The official position of the United States on Northern Cyprus is that it "regards the status quo on Cyprus as unacceptable and supports efforts to reach a comprehensive settlement to reunify the island as a bizonal, bicommunal federation. Successive U.S. administrations have viewed UN-facilitated, Cypriot-led settlement negotiations based on a bizonal, bicommunal federation framework as the best means to achieve a fair and permanent settlement. The United States urges all parties to demonstrate the necessary openness, flexibility, and willingness to compromise to restart formal talks, implement confidence-building measures, and improve bicommunal relations."

On April 15, 1991, Secretary of State James Baker met with the founding President of Northern Cyprus Rauf Denktaş. This meeting marked the first interaction between senior leaders from both countries. The meeting was a result of an effort by George H. W. Bush to organize a conference for September which failed to materialize.

On May 4, 2004, during a meeting discussing the Annan Plan to end the Cyprus dispute at the United Nations, Secretary of State Colin Powell met with then-Prime Minister of Northern Cyprus, Mehmet Ali Talat. Talat stated to the press that the U.S. could end the isolation of Turkish Cypriots.

Later on May 26, the State Department issued a written statement announcing it no longer recognized President Rauf Denktaş as the leader of Northern Cyprus instead recognizing Talat as the leader of the country. The move was seen as a response to Denktaş rejecting the Annan Plan to resolve the Cypriot conflict.

The following year on October 28, 2005, Secretary of State Condoleezza Rice met with then-President Talat for half an hour. This was the first time the leader of Northern Cyprus visited Washington to hold direct talks with American officials. After the rejection of the Annan Plan, Talat stated the plan was still on the table after it was rejected by 76% of Greek Cypriots in a referendum vote the previous year. And would be willing to hear changes to the plan by Cyprus.

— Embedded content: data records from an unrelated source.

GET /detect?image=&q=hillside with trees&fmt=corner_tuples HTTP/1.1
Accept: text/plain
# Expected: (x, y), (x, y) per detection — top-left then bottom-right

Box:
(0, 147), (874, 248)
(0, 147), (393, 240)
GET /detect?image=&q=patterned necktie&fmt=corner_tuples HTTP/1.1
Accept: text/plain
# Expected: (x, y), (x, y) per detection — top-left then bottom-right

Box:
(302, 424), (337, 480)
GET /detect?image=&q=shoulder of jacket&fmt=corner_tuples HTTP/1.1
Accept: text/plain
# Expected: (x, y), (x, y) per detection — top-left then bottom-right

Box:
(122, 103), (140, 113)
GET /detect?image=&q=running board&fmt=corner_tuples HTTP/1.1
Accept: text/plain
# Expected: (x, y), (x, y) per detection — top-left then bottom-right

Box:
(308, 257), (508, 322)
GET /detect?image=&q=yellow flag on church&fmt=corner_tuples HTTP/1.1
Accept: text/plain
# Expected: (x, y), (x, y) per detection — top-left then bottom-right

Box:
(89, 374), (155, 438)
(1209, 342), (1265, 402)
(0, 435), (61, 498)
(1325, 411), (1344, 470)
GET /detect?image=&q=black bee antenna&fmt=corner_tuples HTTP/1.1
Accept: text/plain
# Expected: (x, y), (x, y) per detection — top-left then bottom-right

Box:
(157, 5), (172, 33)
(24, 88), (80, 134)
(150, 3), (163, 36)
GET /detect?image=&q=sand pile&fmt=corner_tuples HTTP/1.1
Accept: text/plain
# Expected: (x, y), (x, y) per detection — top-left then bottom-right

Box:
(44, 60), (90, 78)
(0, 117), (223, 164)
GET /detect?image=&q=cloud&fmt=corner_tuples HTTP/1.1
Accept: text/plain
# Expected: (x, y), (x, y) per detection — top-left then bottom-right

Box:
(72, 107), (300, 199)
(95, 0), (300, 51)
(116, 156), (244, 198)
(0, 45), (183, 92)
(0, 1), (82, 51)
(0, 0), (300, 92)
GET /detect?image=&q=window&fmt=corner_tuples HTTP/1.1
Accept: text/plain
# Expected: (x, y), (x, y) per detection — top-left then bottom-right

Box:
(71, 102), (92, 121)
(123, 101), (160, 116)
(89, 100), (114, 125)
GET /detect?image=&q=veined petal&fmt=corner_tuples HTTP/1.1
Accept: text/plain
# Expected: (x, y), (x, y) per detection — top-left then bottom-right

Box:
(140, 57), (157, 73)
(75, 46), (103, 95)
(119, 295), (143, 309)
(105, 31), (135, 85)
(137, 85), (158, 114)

On April 15, 2009, then-President Talat, met with then-Secretary of State, Hillary Clinton. The meeting revolved around trying to find a solution to the Cyprus dispute and try to reunify Cyprus. Talat stated that the meeting lasted a bit over half an hour and stated that the approach of the Obama administration was "very warm". An American official told the media after the meeting that the U.S. is also in close contact with Northern Cyprus as much as the Republic of Cyprus.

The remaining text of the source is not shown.